Entscheidungsstichwort (Thema)
(Keine steuerliche Anerkennung eines Unterarbeitsverhältnisses zwischen Lehrerin und ihrer Tochter - Voraussetzungen der Anerkennung eines Arbeitsverhältnisses zwischen Eltern und Kind)
Leitsatz (amtlich)
Ein Unterarbeitsverhältnis zwischen einer Lehrerin und ihrer Erziehungswissenschaft studierenden Tochter mit dem Inhalt, daß die Tochter gegen Zahlung einer monatlichen Vergütung sämtliche Arbeiten erledigt, die zur Vorbereitung und Durchführung von Lehrertätigkeiten anfallen, ist steuerlich nicht anzuerkennen, weil ein derartiges Unterarbeitsverhältnis zwischen Fremden nicht üblich ist und eine unangemessene Gestaltung darstellt.
Orientierungssatz
Arbeitsverhältnisse zwischen Kindern und ihren Eltern können der Besteuerung nur dann zugrunde gelegt werden, wenn sie rechtswirksam vereinbart wurden, inhaltlich dem zwischen Fremden Üblichen entsprechen und auch tatsächlich vereinbarungsgemäß durchgeführt worden sind (vgl. BFH-Rechtsprechung).
Normenkette
EStG 1987 § 9 Abs. 1 S. 1, § 12 Nr. 1, § 19 Abs. 1 Nr. 1; AO 1977 § 42
Tatbestand
Die Klägerin und Revisionsbeklagte (Klägerin) war im Streitjahr 1988 als beamtete Lehrerin tätig. Ihre Tochter studierte Erziehungswissenschaft. Die Klägerin und ihre Tochter hatten unter dem Datum des 1. Januar 1988 eine als Arbeitsvertrag deklarierte schriftliche Vereinbarung geschlossen. Danach sollte die Tochter sämtliche Arbeiten erledigen, die zur Vorbereitung und Durchführung von Lehrertätigkeiten anfallen, sofern nicht gesetzliche Vorschriften hierdurch berührt werden. Die Klägerin verpflichtete sich zur Zahlung eines monatlichen Gehaltes von 430 DM.
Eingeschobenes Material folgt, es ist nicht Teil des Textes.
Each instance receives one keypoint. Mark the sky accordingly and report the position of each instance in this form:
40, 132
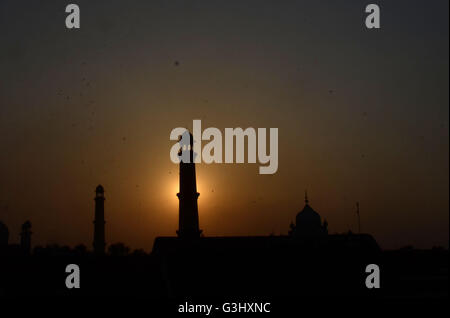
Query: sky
362, 116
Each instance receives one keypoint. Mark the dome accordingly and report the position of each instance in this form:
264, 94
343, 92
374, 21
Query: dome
308, 218
99, 189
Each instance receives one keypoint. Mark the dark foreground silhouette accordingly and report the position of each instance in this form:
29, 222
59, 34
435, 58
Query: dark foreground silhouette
283, 270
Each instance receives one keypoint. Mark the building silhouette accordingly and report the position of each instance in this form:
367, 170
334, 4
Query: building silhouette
308, 222
99, 222
25, 237
188, 208
4, 235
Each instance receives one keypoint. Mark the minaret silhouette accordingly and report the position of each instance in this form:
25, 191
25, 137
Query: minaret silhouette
99, 222
25, 237
188, 195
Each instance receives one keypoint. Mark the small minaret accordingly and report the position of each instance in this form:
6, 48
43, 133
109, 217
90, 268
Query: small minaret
359, 218
4, 235
25, 237
99, 222
188, 195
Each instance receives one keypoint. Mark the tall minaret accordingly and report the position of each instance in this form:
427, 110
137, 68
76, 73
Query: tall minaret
99, 222
188, 195
25, 237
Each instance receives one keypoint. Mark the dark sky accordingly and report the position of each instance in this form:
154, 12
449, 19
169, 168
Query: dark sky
362, 116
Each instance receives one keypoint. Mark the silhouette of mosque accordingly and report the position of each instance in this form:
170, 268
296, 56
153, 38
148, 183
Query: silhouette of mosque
308, 222
99, 221
308, 262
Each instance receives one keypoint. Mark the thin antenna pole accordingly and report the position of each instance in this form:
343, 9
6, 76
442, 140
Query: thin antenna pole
359, 218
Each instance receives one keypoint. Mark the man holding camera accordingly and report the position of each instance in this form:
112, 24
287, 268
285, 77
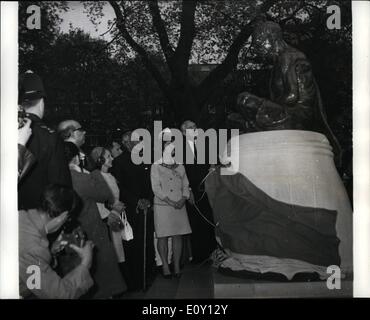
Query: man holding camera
36, 275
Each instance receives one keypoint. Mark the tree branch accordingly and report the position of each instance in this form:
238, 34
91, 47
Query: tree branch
161, 30
187, 34
221, 71
111, 27
291, 16
139, 50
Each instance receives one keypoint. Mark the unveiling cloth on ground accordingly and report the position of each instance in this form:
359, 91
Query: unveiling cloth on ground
281, 205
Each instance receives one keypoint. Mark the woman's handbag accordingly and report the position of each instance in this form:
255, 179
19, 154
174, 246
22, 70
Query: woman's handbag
126, 233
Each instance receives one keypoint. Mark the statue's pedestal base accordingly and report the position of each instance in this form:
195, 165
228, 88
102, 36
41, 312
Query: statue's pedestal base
231, 287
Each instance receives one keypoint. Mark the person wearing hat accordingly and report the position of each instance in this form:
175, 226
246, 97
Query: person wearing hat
50, 165
72, 131
136, 192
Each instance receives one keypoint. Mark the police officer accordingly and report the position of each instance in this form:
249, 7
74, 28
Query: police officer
45, 144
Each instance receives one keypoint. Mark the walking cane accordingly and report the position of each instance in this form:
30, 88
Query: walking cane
144, 269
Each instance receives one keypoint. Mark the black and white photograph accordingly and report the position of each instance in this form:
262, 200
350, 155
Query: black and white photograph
173, 150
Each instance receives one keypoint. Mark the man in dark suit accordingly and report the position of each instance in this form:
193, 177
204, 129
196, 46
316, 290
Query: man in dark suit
136, 192
46, 146
203, 240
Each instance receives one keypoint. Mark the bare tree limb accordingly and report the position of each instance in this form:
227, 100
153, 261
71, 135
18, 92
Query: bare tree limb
291, 16
161, 30
187, 34
110, 29
139, 49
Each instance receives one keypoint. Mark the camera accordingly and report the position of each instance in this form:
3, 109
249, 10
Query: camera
76, 237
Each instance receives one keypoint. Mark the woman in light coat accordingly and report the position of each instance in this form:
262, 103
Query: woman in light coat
171, 190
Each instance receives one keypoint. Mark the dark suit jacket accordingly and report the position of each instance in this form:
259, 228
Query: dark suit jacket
133, 181
196, 172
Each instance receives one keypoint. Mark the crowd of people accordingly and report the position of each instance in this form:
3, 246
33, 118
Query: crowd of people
76, 209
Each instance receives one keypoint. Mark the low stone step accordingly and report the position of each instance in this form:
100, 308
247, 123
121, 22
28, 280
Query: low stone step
233, 287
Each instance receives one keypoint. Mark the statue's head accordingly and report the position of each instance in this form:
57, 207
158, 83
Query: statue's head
265, 37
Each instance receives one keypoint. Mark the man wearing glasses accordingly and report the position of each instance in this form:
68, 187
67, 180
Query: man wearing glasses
50, 166
72, 131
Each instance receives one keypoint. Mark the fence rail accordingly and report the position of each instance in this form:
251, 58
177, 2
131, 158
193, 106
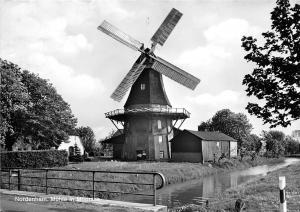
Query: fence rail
12, 173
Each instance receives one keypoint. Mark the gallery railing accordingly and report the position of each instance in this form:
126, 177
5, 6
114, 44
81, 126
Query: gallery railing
148, 109
16, 176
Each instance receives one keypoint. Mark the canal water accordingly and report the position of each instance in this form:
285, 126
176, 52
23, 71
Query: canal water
197, 191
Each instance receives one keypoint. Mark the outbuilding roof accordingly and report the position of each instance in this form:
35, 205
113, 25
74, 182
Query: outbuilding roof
117, 138
211, 135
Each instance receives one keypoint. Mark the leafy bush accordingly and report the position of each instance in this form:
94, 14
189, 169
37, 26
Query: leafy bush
77, 156
34, 159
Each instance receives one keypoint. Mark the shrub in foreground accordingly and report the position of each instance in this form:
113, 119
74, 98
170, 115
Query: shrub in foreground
34, 159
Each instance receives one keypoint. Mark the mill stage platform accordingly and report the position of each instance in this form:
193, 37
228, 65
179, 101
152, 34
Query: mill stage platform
123, 114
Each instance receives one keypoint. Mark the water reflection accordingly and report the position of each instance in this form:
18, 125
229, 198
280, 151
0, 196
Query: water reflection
197, 191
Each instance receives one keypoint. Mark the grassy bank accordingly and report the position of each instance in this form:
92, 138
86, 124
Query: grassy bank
259, 195
173, 172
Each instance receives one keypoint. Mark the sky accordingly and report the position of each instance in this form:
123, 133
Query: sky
59, 40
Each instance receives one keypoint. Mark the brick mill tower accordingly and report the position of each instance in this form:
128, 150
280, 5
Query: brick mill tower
148, 117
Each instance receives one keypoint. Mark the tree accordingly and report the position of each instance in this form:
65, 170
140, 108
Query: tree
14, 101
252, 143
275, 143
235, 125
37, 114
276, 77
291, 146
87, 137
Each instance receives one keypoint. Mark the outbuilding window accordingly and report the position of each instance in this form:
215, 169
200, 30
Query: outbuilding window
159, 124
160, 139
161, 154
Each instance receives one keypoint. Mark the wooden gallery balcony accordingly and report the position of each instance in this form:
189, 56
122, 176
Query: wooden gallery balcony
173, 113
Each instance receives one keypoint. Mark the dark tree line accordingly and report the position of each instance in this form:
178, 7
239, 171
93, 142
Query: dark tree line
276, 77
32, 110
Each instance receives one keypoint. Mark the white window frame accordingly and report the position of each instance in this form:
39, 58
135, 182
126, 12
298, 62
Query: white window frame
160, 139
159, 124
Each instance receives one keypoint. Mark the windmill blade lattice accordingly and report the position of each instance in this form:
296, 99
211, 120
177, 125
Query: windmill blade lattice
128, 80
165, 29
175, 73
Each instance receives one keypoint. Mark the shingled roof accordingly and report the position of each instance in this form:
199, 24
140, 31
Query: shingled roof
211, 135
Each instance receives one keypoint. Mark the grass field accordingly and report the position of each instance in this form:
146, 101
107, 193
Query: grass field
173, 172
259, 195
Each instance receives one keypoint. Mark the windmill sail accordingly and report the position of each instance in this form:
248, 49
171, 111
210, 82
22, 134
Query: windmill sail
175, 73
120, 36
166, 27
128, 80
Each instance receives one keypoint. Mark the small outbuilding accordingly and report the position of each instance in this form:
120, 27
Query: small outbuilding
70, 144
201, 146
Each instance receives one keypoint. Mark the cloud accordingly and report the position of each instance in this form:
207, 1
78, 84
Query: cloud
223, 41
225, 99
69, 83
229, 32
203, 56
39, 41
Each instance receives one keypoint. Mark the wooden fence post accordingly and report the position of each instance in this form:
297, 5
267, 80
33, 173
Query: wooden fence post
282, 194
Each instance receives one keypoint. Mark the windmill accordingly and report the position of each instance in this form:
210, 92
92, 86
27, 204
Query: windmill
148, 117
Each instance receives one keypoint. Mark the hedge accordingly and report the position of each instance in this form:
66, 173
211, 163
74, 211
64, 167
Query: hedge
34, 159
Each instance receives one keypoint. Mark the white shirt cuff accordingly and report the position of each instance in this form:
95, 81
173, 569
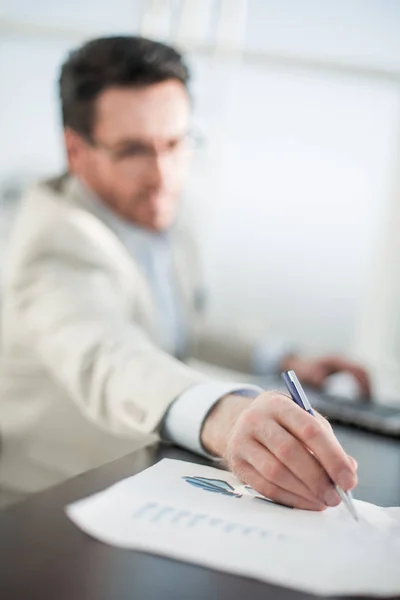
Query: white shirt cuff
184, 420
268, 356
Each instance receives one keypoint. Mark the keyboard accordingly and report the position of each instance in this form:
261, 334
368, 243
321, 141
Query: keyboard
371, 416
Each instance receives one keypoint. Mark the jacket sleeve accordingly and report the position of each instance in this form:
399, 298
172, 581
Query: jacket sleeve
88, 340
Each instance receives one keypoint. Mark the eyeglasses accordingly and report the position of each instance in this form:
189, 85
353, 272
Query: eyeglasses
136, 156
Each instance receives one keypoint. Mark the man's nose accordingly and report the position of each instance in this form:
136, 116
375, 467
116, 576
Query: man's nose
160, 168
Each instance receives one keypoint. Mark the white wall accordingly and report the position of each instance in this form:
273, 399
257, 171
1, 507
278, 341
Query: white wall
293, 188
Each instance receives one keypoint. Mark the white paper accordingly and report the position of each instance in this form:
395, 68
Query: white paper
161, 512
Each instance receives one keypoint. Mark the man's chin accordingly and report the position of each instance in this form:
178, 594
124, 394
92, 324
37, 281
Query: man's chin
159, 223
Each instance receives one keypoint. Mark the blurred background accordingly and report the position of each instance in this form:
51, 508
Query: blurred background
296, 190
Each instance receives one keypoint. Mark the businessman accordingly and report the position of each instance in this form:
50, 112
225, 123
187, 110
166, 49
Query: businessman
102, 305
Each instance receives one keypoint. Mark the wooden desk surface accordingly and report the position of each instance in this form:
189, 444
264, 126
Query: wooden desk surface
43, 556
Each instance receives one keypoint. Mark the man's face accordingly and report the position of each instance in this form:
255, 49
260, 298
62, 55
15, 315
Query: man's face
139, 158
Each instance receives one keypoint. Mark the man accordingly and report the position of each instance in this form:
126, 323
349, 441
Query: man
102, 305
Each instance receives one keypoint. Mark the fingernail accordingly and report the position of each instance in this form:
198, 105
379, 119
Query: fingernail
331, 497
346, 479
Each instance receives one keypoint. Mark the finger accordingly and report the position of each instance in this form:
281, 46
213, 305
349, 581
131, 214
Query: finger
301, 463
251, 476
323, 444
274, 471
353, 461
324, 421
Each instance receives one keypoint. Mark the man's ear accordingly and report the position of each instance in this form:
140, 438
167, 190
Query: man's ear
76, 149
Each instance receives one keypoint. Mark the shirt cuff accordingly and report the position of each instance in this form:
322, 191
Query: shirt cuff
268, 356
184, 420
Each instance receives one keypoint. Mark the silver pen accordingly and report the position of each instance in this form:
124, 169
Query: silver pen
299, 397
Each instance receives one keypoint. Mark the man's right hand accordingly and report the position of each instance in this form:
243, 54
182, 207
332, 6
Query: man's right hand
280, 450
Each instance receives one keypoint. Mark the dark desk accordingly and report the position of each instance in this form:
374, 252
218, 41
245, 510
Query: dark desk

Die Tochter führte nach der Darstellung der Klägerin folgende Arbeiten durch: Korrekturen von schriftlichen Arbeiten, Erstellung von Arbeitsblättern, Vorbereitung von Klassenfahrten und Unterrichtsgängen, Vorbereitung von Freiarbeitsmitteln. Die Tochter arbeitete nach dem Vorbringen der Klägerin im Durchschnitt ungefähr 10 Stunden in der Woche, vorwiegend an Sonnabenden. Die Klägerin zahlte den Lohn bar gegen Quittung.
Der Beklagte und Revisionskläger (das Finanzamt --FA--) erkannte die als Werbungskosten bei den Einkünften aus nichtselbständiger Arbeit geltend gemachten Lohnzahlungen an die Tochter nicht an.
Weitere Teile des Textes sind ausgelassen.